Miguelito le dijo que sí, que eso era lo más probable.
Daniel se quedó callado, oyendo una canción que flotaba en el aire y que provenía de algún lugar del barrio.
—¡Oye! Tengo que hacer algo bonito por ella.
Miguelito le preguntó qué era lo que le rondaba esta vez por la cabeza.
—Nada malo, de verdad —respondió Daniel—. Mira hacia allá. ¿Ves el jardín de don Anacleto?
Miguelito le dijo que sí, que lo veía perfectamente.
—Ese viejo tiene las flores más bonitas de todo el vecindario, ¿sabes? Hasta tiene rosas rojas, esas que les gustan mucho a las chicas.
Miguelito le dijo que sospechaba que lo que a Daniel le rondaba por la cabeza no era buena idea.
—¡Pero déjame contarte primero! Mañana temprano pasaré por su jardín y arrancaré una flor para dársela a la señorita Mariana. Ella es muy bonita, como las flores. Debería tener una.

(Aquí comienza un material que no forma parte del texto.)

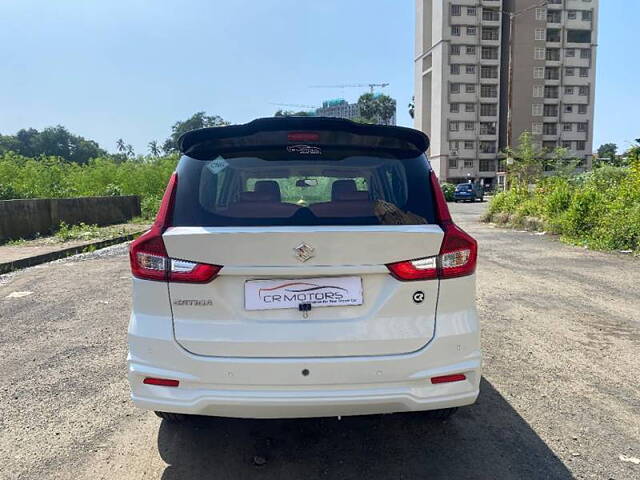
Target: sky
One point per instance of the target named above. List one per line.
(131, 68)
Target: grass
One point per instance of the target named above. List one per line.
(598, 210)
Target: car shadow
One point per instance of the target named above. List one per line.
(488, 440)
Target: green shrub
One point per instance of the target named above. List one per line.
(599, 209)
(53, 177)
(448, 189)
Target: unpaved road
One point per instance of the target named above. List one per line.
(560, 396)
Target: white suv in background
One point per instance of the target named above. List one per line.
(303, 267)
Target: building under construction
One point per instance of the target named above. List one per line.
(340, 108)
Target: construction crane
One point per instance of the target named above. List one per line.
(353, 85)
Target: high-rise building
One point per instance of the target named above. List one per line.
(463, 52)
(340, 108)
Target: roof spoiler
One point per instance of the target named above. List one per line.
(223, 136)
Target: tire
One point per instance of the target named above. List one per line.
(443, 414)
(172, 417)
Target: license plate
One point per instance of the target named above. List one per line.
(319, 292)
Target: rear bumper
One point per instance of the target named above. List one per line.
(277, 387)
(319, 402)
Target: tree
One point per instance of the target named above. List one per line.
(561, 163)
(154, 149)
(197, 120)
(526, 162)
(608, 154)
(130, 152)
(121, 146)
(377, 108)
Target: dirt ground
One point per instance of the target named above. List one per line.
(560, 396)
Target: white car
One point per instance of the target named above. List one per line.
(303, 267)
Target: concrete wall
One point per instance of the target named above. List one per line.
(25, 218)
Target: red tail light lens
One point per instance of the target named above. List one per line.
(163, 382)
(148, 255)
(458, 377)
(458, 251)
(421, 269)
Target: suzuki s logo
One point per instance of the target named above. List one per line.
(304, 252)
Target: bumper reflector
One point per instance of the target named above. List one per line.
(458, 377)
(163, 382)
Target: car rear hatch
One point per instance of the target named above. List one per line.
(303, 220)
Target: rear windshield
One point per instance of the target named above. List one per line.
(280, 187)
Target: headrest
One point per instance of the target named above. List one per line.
(351, 196)
(255, 197)
(341, 187)
(269, 188)
(345, 190)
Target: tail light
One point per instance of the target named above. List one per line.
(458, 377)
(458, 251)
(163, 382)
(148, 255)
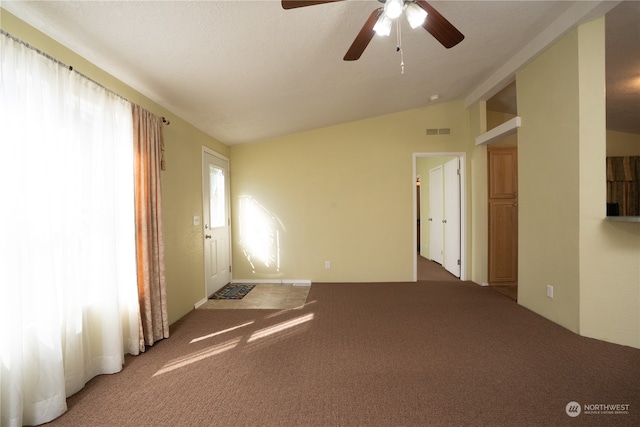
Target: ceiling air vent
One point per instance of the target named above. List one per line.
(442, 131)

Miguelito comentó que estaba yendo demasiado lejos muy rápido y le recomendó pensar en lo que pasaría si don Anacleto llegaba a descubrirlo.
—Iré temprano, antes de que salga a regar sus plantas, para que no me vea —concluyó Daniel.
Miguelito iba a replicar algo, pero en ese momento, la madre de Daniel llamó a su hijo para que pasara a cenar a casa.
—Oye, Miguelito, tengo que irme, mi mamá me está llamando. ¡Ya te contaré cómo me fue!
Al siguiente día, Daniel se levantó más temprano que de costumbre. Se vistió rápido, para sorpresa de su madre, y mientras ella se dirigía a sacar el auto de la cochera, Daniel aprovechó para escabullirse y pasar por la casa de don Anacleto. El jardín de aquel peculiar vecino estaba cercado por una verja de lanzas, pero en aquellos días las flores se habían proliferado tanto que muchas de ellas llegaban a estar muy próximas, prácticamente al alcance del brazo de Daniel. Antes de cometer su pequeña fechoría, se aseguró de que nadie lo mirara y estiró la mano para alcanzar la más bonita. Una vez que la tuvo entre sus dedos, tiró de ella y regresó feliz a casa, dando saltos y pensando en la enorme sonrisa que pondría la señorita Mariana al recibir la flor.